Despite these incentives, the reopening of the Turkey–Armenia border remains inseparable from the unresolved Armenia–Azerbaijan conflict.

Three political risks stand out:

First, reversibility.

Any escalation between Yerevan and Baku could result in a rapid re-closure. From an economic perspective, this unpredictability — more than closure itself — is what deters long-term investment and tourism planning.

Second, Azerbaijani sensitivities.

Baku closely monitors whether normalization with Armenia appears unconditional. Even limited humanitarian openings have triggered political reactions, underscoring how symbolically charged the border issue remains.

Third, domestic politicization.

In Turkey, Armenia, and Azerbaijan alike, memory, identity, and nationalism remain powerful mobilizing forces. This makes governments cautious, often favoring symbolic or tightly circumscribed steps over structurally transformative ones.

Why Culture and Tourism May Be the Most Viable Entry Point

Against this backdrop, culture and tourism are not decorative add-ons; they function as instruments of soft power with hard effects. Gradual increases in visitor flows, local spending, employment, and small-scale entrepreneurship create constituencies with a vested interest in stability. Over time, these interests can transform a political decision into a lived social reality.

This logic aligns with recent confidence-building steps. Turkey and Armenia have agreed to simplify visa procedures, allowing holders of diplomatic, special, and service passports to obtain free electronic visas as of January 1, 2026 — a modest but symbolically important measure that lowers barriers without forcing premature political conclusions.

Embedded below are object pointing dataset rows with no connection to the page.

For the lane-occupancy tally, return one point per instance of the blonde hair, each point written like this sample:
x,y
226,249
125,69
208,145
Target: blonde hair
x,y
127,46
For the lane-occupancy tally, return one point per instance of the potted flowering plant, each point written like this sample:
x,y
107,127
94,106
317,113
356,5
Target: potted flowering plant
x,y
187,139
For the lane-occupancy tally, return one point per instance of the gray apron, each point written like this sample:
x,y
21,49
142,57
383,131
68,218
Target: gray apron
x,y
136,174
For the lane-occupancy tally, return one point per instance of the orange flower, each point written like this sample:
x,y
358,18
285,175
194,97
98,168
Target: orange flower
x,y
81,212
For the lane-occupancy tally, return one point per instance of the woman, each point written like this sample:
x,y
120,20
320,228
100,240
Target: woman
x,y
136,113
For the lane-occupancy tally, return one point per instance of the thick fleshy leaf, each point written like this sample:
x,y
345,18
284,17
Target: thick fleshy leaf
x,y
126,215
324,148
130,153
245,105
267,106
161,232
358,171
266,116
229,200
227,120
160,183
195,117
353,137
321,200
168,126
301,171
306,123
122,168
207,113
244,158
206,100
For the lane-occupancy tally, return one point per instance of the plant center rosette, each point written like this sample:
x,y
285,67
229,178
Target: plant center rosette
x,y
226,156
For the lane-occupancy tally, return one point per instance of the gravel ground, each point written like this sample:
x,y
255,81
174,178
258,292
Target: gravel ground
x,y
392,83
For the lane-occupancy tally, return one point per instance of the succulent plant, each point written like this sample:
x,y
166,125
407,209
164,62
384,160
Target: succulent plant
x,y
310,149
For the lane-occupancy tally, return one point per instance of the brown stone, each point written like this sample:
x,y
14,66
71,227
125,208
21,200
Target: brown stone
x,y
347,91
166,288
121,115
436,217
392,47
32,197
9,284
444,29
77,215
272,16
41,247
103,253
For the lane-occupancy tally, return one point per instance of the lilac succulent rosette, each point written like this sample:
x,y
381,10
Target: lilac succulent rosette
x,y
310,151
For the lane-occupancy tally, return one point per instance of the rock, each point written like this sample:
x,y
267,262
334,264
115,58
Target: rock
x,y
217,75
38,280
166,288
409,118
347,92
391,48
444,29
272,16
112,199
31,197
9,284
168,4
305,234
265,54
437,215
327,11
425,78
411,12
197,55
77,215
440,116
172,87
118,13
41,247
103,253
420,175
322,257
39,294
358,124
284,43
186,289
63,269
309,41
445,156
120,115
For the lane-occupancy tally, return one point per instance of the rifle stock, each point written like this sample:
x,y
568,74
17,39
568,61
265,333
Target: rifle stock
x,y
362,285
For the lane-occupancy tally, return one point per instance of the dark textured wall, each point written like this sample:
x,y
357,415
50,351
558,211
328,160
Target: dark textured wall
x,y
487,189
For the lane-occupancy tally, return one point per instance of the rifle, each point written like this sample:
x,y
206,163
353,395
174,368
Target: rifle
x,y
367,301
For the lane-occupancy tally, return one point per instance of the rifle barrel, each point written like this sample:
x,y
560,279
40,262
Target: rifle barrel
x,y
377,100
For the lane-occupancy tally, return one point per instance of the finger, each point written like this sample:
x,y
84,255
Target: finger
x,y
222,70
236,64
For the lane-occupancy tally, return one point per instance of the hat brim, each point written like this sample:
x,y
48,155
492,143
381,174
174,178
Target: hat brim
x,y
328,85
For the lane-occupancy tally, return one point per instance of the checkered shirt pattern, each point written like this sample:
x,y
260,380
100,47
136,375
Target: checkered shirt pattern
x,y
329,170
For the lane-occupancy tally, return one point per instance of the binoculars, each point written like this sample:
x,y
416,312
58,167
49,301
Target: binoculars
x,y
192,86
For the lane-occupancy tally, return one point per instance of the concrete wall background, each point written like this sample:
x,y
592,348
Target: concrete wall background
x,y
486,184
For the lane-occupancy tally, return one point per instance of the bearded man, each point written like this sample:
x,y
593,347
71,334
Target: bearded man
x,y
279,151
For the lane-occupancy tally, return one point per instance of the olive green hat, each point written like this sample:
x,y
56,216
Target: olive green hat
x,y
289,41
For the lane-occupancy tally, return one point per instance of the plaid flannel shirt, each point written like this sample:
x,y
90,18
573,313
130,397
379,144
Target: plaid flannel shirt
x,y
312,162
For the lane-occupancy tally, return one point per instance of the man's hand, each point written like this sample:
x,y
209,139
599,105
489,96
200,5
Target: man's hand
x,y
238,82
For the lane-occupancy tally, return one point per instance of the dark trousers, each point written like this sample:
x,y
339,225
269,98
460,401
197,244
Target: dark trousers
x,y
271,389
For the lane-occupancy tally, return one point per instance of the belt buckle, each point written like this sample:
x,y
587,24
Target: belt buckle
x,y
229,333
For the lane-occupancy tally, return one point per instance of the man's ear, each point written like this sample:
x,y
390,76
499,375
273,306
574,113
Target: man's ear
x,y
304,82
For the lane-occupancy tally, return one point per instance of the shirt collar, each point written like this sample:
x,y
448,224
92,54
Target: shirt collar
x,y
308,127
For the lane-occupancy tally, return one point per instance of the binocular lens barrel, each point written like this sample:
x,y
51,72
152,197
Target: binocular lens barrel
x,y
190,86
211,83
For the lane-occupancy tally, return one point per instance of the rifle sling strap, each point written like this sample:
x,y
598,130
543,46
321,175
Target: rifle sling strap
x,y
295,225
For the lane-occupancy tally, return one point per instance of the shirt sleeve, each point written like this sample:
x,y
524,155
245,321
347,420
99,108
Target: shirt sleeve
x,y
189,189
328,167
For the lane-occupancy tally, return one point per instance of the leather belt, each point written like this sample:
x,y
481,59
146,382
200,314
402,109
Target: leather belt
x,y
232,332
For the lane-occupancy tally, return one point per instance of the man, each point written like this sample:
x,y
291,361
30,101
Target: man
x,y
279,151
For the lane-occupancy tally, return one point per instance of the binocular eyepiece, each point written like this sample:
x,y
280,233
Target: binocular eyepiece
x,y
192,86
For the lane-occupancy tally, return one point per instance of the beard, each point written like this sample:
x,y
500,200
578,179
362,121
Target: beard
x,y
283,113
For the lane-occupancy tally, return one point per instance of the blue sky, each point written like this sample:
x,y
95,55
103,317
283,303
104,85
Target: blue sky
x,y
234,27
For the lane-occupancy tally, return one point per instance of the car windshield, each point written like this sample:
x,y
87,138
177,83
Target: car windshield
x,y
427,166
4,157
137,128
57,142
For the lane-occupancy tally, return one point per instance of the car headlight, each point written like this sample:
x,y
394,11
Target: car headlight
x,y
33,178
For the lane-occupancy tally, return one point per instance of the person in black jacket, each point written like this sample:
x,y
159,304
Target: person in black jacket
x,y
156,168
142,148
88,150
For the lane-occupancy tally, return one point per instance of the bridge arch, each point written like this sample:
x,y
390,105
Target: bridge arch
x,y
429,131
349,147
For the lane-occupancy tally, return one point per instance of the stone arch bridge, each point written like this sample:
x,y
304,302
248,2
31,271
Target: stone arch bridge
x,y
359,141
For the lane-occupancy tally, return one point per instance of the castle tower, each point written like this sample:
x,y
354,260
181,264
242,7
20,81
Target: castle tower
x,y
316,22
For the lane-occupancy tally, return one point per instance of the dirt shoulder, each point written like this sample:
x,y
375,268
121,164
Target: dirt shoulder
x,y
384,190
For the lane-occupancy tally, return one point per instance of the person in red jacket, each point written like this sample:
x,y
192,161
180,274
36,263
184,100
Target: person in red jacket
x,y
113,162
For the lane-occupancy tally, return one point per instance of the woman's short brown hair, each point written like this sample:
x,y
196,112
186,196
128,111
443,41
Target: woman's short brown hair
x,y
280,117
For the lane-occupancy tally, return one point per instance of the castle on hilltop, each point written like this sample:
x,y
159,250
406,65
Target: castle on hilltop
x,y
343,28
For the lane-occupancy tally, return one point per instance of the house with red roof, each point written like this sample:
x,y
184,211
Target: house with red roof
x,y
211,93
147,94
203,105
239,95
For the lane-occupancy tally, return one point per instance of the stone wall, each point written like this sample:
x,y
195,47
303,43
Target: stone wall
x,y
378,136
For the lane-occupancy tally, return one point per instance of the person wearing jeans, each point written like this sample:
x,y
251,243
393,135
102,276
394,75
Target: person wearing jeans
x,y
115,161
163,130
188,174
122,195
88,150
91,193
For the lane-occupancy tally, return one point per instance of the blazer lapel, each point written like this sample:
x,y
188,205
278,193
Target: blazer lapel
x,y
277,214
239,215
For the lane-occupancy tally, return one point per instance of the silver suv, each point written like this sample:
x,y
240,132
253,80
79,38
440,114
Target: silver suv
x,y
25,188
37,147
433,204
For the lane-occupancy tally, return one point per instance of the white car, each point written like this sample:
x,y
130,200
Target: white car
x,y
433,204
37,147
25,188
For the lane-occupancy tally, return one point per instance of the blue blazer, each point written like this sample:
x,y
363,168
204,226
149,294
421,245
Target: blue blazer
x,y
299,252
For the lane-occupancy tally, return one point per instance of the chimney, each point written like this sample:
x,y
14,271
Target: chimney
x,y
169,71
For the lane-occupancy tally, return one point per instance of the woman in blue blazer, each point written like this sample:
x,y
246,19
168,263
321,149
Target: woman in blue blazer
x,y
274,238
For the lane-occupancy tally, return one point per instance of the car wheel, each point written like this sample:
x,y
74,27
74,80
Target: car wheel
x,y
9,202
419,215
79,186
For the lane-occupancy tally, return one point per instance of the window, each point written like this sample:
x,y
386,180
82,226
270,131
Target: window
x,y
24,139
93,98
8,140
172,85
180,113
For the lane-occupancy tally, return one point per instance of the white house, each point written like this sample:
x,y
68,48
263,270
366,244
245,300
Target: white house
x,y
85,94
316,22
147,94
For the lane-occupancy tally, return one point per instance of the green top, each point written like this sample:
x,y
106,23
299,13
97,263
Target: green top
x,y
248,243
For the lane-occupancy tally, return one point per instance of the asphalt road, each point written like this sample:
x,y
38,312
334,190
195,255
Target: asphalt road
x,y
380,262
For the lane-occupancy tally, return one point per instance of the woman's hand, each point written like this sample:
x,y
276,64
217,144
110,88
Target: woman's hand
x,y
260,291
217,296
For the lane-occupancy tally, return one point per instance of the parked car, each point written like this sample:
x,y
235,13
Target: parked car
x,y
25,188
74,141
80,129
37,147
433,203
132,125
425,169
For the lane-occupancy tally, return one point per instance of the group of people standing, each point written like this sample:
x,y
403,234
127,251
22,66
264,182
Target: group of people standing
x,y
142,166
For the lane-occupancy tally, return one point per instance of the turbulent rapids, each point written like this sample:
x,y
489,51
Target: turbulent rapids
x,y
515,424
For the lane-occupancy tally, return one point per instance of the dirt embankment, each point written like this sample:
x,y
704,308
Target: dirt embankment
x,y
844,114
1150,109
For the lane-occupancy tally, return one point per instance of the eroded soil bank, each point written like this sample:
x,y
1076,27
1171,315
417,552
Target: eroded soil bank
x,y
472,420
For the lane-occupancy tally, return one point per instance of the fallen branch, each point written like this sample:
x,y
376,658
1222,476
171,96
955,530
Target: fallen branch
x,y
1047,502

At the leadership level, Armenian Prime Minister Nikol Pashinyan’s visit to Turkey and his meeting with President Recep Tayyip Erdoğan in June 2025 marked a rare and highly symbolic moment in bilateral relations. Yet the visit also underscored the limits of symbolism: border normalization continues to move in parallel with, not independently from, broader South Caucasus peace arrangements.

Conclusion: Opening as a Long-Term Political Investment

The reopening of the Turkey–Armenia border is not a question of timing alone, but of design. A sudden, unprotected opening risks becoming reversible and politically destabilizing. A gradual, managed opening beginning with tourism, culture, and limited mobility offers a more sustainable path.

In a region shaped by unresolved conflicts, peace is unlikely to arrive through a single comprehensive agreement. It is more likely to emerge through accumulated interests, routine interactions, and economic interdependence that make closure the exception rather than the rule. In this sense, border opening is not merely a logistical act, but a calculated political investment in a more stable regional order.